- Netflix makes money. A lot of money.
- This is not news now. But a few years ago, when the company was burning billions a year, it wasn’t a foregone conclusion.
- Good luck, would-be Netflix competitors!
Netflix made a lot of money in the last three months.
Yawn. What else is new? Netflix is the clear winner of the streaming wars, and every quarter, it gets another chance to demonstrate that. Like it did on Thursday when it added another 5 million subscribers.
But read that first sentence again. It isn’t just that Netflix is far ahead of its rivals when it comes to subscribers and revenue. Netflix is actually bringing in so much money that it is turning a profit, while its competitors struggle to break even.
A lot of profit: $2.3 billion in net income, off of $9.8 billion in revenue. By the end of the year, the company thinks it will have generated $8.7 billion in profit.
Don’t expect anyone to hold a parade to honor Netflix’s achievement. Wall Street expects this kind of performance from Netflix, which is why its stock is near an all-time high.
But it’s still worth noting because not very long ago, lots of very reasonable people thought Netflix might never get here.
That’s because Netflix used to be in the business of burning cash — billions of dollars worth a year — as it built a lead in the streaming wars by licensing other people’s TV shows and movies, and making its own. And Netflix financed all that cash incineration by taking on many billions of dollars in debt.
By the end of 2020, the company had more than $15 billion in long-term debt, and a concern you heard all the time from Netflix bears was: “It’s great that they’re spending all this money on content, but when are they going to pay for it?”
The Netflix answer went something like: “Trust us: All the money we spend on content — especially content we own, forever — is money well-spent because it means we can attract more customers, who will give us more money. And eventually, we’ll have so many customers, and so much money, that we won’t have to borrow any more to keep this going.”
And then they pulled it off: In January 2021, Netflix said it no longer had to tap the debt market to pay for its operations (though it has since borrowed more money to pay off some of its older debt). And things have been booming since.
The best way to see the turnaround is by looking at Netflix’s free cash flow — the money it has on hand after it pays for its day-to-day operations. In 2019, Netflix had negative cash flow of $3.3 billion. By the end of 2023, it had swung to positive $6.9 billion.

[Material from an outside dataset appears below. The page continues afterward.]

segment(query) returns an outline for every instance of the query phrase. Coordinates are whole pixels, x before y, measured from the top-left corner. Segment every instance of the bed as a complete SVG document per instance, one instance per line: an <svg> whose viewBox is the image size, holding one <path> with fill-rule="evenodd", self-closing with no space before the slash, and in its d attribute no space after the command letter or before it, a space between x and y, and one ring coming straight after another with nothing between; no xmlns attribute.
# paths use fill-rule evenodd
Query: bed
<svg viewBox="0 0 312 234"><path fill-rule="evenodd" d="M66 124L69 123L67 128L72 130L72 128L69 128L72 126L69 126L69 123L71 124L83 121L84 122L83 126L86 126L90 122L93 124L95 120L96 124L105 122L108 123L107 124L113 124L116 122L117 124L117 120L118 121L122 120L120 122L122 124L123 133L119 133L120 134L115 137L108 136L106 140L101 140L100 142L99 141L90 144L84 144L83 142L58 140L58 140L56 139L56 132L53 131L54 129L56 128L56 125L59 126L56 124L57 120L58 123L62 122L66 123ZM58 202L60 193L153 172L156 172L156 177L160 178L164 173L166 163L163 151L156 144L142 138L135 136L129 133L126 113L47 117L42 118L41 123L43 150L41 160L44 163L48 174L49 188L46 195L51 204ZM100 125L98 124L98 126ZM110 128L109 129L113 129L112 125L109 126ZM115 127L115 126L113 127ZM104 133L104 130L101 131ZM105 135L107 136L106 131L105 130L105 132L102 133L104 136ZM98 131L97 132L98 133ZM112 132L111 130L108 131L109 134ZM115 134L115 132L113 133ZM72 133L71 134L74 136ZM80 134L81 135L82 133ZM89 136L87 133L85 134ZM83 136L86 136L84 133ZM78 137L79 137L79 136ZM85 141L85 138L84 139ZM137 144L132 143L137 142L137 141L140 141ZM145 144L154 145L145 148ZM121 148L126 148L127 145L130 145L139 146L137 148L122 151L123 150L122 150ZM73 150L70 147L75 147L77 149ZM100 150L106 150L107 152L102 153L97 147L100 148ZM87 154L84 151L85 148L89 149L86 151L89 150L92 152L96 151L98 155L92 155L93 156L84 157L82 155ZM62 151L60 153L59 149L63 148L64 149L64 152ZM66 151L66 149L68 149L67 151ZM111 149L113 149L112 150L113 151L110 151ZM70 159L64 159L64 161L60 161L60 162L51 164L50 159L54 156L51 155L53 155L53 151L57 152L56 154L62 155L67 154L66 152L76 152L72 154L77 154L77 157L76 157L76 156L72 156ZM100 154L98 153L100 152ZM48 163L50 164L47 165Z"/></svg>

That doesn’t mean Netflix is going to go hog-wild on spending now that its thesis has been borne out. The company has made it clear to Wall Street that after years of increasing programming budgets, it is going to keep things flat for a while.
Meanwhile, it knows investors want more money and more profit, which is why it is pursuing multiple things it used to say it would never do: like sell ads, and make it hard for people “share” passwords.
Its competitors are trying similar gambits — but with much smaller user bases, and more constrained programming budgets, which makes it that much harder for them to compete.
Which is not news if you’ve been following the company (again, see this stock chart). Still, good to keep in mind.